Resource actions are indicated with the following symbols:
+ create
Terraform will perform the following actions:
+ aws_vpc.vpc
id: <computed>
assign_generated_ipv6_cidr_block: "false"
cidr_block: "10.10.0.0/16"
default_network_acl_id: <computed>
default_route_table_id: <computed>
default_security_group_id: <computed>
dhcp_options_id: <computed>
enable_classiclink: <computed>
enable_classiclink_dns_support: <computed>
enable_dns_hostnames: <computed>
enable_dns_support: "true"
instance_tenancy: <computed>
ipv6_association_id: <computed>
ipv6_cidr_block: <computed>
main_route_table_id: <computed>
tags.%: "1"
tags.Name: "dev"
Plan: 1 to add, 0 to change, 0 to destroy.

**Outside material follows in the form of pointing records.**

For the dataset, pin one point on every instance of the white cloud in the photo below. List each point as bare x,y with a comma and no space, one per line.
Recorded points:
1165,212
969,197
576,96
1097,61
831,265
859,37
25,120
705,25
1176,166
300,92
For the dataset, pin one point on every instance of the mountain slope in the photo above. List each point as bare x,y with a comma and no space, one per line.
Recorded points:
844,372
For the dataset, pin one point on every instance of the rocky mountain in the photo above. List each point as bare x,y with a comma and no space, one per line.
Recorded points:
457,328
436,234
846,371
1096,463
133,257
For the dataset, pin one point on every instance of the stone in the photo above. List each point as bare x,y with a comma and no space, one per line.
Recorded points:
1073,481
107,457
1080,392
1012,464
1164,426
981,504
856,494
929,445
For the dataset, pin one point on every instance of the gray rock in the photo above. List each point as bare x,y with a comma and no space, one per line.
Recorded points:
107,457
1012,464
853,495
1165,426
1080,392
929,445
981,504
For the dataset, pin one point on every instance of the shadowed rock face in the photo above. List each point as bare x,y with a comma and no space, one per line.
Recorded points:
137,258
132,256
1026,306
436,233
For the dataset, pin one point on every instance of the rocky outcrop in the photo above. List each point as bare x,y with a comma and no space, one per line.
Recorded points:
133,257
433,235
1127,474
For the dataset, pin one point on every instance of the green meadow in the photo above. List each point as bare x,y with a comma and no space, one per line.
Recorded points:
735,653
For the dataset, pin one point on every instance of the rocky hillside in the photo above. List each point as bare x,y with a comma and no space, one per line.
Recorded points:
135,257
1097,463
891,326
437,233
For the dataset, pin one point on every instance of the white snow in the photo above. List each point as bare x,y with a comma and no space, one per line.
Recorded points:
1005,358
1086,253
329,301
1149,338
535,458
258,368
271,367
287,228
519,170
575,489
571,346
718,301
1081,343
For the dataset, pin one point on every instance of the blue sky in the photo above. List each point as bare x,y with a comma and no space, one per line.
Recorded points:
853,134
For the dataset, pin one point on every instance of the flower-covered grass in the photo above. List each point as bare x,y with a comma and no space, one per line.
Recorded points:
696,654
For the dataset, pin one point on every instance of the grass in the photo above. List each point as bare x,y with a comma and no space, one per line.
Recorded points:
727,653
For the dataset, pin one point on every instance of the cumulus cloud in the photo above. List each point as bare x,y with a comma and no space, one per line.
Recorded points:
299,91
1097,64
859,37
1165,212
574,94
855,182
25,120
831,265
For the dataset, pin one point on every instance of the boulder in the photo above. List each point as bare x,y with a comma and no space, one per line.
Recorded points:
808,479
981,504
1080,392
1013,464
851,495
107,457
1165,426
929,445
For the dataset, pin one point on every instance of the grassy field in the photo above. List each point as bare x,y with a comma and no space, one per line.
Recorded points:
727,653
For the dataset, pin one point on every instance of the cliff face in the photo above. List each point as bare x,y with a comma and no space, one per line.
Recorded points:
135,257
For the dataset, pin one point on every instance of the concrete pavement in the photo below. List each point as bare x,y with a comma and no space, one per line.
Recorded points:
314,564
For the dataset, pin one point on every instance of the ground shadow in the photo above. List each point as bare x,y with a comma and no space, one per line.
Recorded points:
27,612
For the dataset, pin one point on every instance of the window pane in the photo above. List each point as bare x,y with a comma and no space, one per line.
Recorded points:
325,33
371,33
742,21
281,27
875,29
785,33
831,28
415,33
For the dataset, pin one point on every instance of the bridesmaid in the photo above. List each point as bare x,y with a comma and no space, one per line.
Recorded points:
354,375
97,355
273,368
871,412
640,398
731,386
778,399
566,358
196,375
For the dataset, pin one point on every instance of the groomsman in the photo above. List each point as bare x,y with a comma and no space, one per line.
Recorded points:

We can see that it’s going to create our vpc with the 10.10.0.0/16 cidr and tag our vpc with the “Name” “dev”
Now if we run terraform plan -var-file=test.tfvars we’ll get
An execution plan has been generated and is shown below.
Resource actions are indicated with the following symbols:
+ create
Terraform will perform the following actions:
+ aws_vpc.vpc
id: <computed>
assign_generated_ipv6_cidr_block: "false"
cidr_block: "10.20.0.0/16"
default_network_acl_id: <computed>
default_route_table_id: <computed>
default_security_group_id: <computed>
dhcp_options_id: <computed>
enable_classiclink: <computed>
enable_classiclink_dns_support: <computed>
enable_dns_hostnames: <computed>
enable_dns_support: "true"
instance_tenancy: <computed>
ipv6_association_id: <computed>
ipv6_cidr_block: <computed>
main_route_table_id: <computed>
tags.%: "1"
tags.Name: "test"
Plan: 1 to add, 0 to change, 0 to destroy.
Different cidr and Name tag.
By using variable files you can leverage infrastructure as code to ensure that your resources are the same between different environments. We’re getting rid of “It works in dev, not sure what’s going on in production”.